To use earthdistance, you first need to enable it and its dependency, the cube extension. You can do this by running the following CREATE EXTENSION statements in the Neon SQL Editor or from a client like psql:

CREATE EXTENSION IF NOT EXISTS cube;
CREATE EXTENSION IF NOT EXISTS earthdistance;

Version availability:

Please refer to the list of all extensions available in Neon for up-to-date extension version information.

Core concepts

The earthdistance extension offers two main ways to represent geographic points and calculate distances:

Using the earth type: This approach involves converting latitude and longitude coordinates into a special earth data type (which is a domain over cube, representing a point in 3D Cartesian coordinates based on a spherical earth model). Distances are calculated in meters.
Using the native point type: This approach uses the built-in point type in Postgres, where the first component is longitude and the second is latitude. It provides a specific operator for distance calculation, which returns results in statute miles.

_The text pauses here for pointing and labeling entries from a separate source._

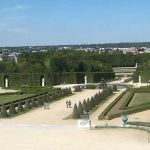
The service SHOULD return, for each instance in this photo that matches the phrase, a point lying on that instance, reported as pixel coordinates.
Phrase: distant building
(10, 57)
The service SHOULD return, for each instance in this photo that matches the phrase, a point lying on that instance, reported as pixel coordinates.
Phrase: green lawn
(10, 98)
(140, 98)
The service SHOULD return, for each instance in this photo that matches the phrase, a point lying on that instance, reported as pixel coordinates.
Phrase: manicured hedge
(31, 102)
(56, 78)
(129, 111)
(89, 104)
(138, 123)
(103, 114)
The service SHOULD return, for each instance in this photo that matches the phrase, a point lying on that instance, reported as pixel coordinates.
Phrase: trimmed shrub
(20, 107)
(33, 103)
(75, 114)
(3, 111)
(80, 109)
(93, 102)
(12, 109)
(85, 106)
(39, 101)
(115, 87)
(89, 104)
(27, 105)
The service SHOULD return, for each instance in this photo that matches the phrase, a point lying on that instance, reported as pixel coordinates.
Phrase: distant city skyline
(69, 22)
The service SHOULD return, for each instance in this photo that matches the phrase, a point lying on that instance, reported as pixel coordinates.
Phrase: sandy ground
(72, 139)
(55, 115)
(47, 130)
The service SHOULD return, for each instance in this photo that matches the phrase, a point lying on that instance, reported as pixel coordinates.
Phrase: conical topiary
(89, 104)
(20, 107)
(75, 114)
(92, 101)
(39, 101)
(70, 92)
(115, 87)
(3, 111)
(27, 105)
(33, 103)
(80, 109)
(12, 109)
(85, 106)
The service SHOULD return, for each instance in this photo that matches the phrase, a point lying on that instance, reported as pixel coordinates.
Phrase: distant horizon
(65, 22)
(57, 45)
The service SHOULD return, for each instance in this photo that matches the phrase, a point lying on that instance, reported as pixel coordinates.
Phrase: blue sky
(55, 22)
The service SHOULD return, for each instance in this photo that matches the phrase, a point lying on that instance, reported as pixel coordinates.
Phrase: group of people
(68, 104)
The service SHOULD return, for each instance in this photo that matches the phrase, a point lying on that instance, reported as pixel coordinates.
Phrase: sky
(60, 22)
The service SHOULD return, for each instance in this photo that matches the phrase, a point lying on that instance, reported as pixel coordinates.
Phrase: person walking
(67, 104)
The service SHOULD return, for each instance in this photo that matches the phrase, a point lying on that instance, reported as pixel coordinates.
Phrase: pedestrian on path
(67, 104)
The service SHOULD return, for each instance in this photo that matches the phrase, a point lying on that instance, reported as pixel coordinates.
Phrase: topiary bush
(12, 109)
(20, 107)
(80, 109)
(89, 104)
(39, 101)
(33, 103)
(3, 112)
(85, 106)
(27, 105)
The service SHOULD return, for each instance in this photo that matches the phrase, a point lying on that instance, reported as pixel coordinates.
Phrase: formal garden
(129, 102)
(28, 98)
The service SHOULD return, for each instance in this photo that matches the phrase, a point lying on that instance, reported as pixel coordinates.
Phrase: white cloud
(15, 18)
(15, 8)
(18, 31)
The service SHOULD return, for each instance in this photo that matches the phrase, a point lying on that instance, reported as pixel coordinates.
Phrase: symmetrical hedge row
(29, 103)
(88, 104)
(18, 79)
(77, 89)
(124, 109)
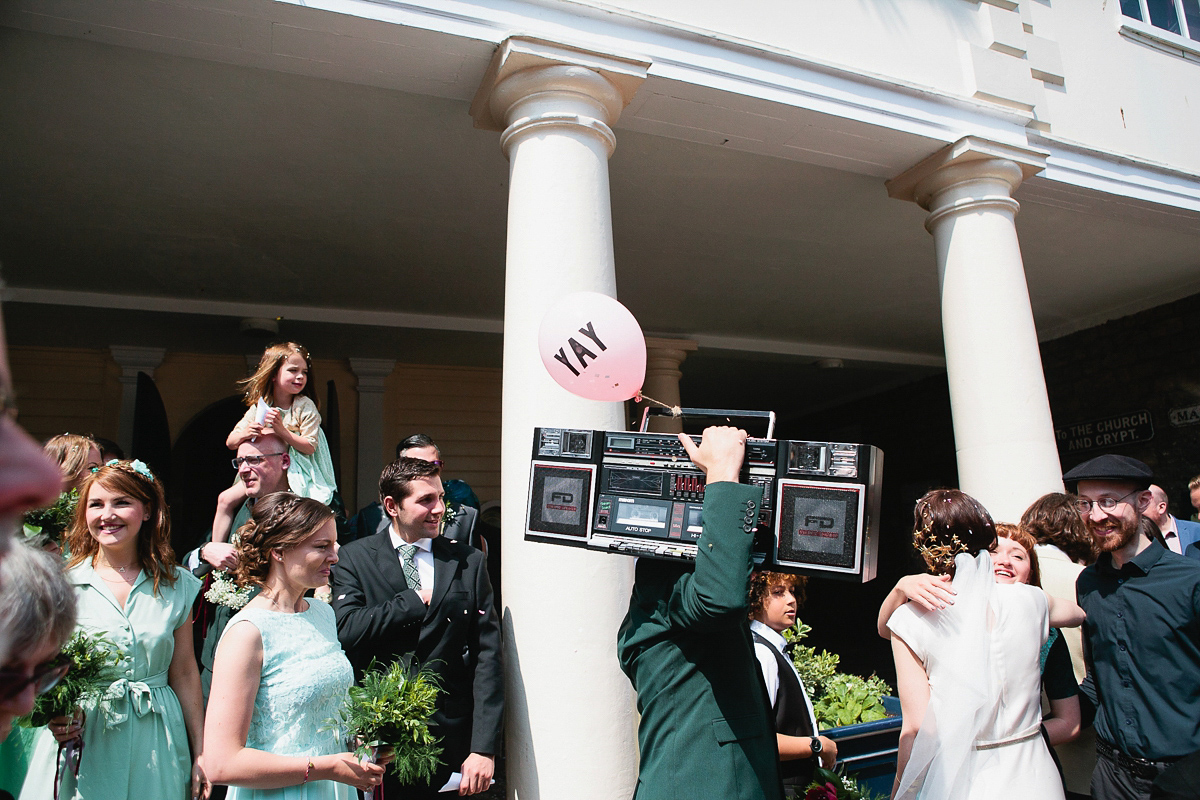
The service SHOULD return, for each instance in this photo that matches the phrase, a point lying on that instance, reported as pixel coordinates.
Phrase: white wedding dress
(981, 738)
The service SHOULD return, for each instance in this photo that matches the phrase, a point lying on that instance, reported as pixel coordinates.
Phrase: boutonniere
(223, 591)
(449, 515)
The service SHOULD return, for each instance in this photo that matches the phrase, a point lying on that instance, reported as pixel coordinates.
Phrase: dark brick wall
(1146, 361)
(1150, 361)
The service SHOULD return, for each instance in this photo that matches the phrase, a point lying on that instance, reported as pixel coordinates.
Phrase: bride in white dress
(969, 673)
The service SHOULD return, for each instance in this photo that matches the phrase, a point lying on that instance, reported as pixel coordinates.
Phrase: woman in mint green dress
(142, 737)
(280, 674)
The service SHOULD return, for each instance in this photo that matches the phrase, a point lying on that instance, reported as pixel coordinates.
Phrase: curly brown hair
(1025, 539)
(397, 476)
(263, 380)
(948, 522)
(762, 582)
(155, 554)
(1055, 519)
(279, 522)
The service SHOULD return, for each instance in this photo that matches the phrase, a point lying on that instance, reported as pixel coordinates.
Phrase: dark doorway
(201, 470)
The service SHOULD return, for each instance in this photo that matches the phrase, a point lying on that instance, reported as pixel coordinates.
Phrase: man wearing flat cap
(1143, 630)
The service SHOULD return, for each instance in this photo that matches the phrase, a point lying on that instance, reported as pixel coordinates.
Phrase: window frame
(1141, 30)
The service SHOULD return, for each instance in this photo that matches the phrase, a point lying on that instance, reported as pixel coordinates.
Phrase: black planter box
(869, 749)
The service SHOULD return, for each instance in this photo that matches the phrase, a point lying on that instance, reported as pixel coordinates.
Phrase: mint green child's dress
(310, 476)
(305, 679)
(135, 738)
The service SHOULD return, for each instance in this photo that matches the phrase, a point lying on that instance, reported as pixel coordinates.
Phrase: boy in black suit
(408, 594)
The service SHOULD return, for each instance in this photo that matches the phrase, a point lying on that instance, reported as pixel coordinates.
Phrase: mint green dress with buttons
(135, 738)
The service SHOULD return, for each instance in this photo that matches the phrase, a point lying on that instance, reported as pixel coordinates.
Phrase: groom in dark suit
(408, 594)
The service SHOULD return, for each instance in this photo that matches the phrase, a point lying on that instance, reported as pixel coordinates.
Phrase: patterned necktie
(407, 560)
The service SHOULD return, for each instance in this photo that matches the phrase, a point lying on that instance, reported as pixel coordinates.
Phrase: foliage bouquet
(93, 661)
(391, 708)
(838, 699)
(46, 525)
(828, 785)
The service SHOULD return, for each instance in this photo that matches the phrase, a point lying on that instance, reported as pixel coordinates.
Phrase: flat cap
(1110, 467)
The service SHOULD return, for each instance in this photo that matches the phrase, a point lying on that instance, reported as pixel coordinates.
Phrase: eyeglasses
(45, 678)
(1105, 504)
(252, 461)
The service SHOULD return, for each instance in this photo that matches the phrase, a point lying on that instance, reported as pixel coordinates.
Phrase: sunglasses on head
(46, 677)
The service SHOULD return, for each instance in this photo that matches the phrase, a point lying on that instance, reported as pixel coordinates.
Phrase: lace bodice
(304, 681)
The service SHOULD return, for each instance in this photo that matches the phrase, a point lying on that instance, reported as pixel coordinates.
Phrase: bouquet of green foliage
(47, 524)
(838, 699)
(94, 661)
(391, 708)
(828, 785)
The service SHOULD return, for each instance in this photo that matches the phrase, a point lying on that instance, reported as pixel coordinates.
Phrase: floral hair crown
(937, 554)
(137, 467)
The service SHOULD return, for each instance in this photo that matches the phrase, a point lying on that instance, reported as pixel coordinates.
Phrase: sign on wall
(1109, 432)
(1182, 416)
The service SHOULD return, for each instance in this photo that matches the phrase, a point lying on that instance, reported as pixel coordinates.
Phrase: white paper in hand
(261, 409)
(455, 782)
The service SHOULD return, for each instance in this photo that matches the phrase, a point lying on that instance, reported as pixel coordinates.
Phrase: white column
(132, 360)
(1002, 428)
(371, 374)
(663, 374)
(570, 710)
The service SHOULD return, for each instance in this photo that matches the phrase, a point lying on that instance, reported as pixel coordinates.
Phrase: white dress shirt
(423, 555)
(769, 666)
(1173, 535)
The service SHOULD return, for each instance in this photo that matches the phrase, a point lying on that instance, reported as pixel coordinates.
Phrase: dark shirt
(1143, 631)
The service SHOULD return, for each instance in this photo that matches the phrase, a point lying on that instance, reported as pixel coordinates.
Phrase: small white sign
(1182, 416)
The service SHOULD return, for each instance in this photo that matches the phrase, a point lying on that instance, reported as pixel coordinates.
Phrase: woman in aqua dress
(280, 674)
(142, 737)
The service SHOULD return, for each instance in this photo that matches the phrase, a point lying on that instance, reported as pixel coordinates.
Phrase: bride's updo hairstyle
(280, 521)
(948, 522)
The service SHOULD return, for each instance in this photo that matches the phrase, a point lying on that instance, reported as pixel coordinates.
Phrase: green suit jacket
(706, 728)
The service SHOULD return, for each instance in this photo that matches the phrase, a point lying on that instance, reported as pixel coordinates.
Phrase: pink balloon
(593, 347)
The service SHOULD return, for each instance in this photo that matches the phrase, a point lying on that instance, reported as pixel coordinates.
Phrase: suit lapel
(389, 561)
(445, 566)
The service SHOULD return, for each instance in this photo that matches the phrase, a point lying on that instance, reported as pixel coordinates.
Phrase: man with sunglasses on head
(1143, 630)
(460, 518)
(37, 607)
(263, 469)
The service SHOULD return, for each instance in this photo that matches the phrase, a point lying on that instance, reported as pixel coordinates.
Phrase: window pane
(1162, 14)
(1192, 13)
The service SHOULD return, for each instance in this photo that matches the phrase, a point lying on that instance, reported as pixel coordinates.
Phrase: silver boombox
(637, 493)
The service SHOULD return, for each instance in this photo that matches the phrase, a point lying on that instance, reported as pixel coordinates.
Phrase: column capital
(533, 84)
(372, 373)
(970, 157)
(133, 360)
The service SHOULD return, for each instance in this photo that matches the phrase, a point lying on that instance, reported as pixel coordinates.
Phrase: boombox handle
(711, 411)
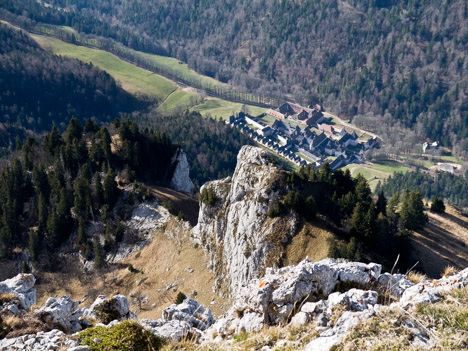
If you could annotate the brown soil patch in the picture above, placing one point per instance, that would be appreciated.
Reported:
(311, 241)
(158, 265)
(443, 242)
(187, 203)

The `earth` data type and associated functions

earth data type

Represents a point on the Earth's surface. It's internally a cube point representing a 3D Cartesian coordinate. You don't usually interact with its internal representation directly but use helper functions.
ll_to_earth(latitude double precision, longitude double precision) returns earth

Converts latitude and longitude (in degrees) to an earth data type value.

earth_distance(p1 earth, p2 earth) returns double precision

Calculates the great-circle distance in meters between two earth points.

-- Distance between London and Paris
SELECT earth_distance(
    ll_to_earth(51.5074, -0.1278), -- London
    ll_to_earth(48.8566, 2.3522)   -- Paris
) AS distance_meters;
-- Output: 343942.5946120387

earth_box(location earth, radius_meters double precision) returns cube

Computes a bounding box (as a cube type) that encloses all points within the specified radius_meters from the given location. This is primarily used for optimizing radius searches with GiST indexes.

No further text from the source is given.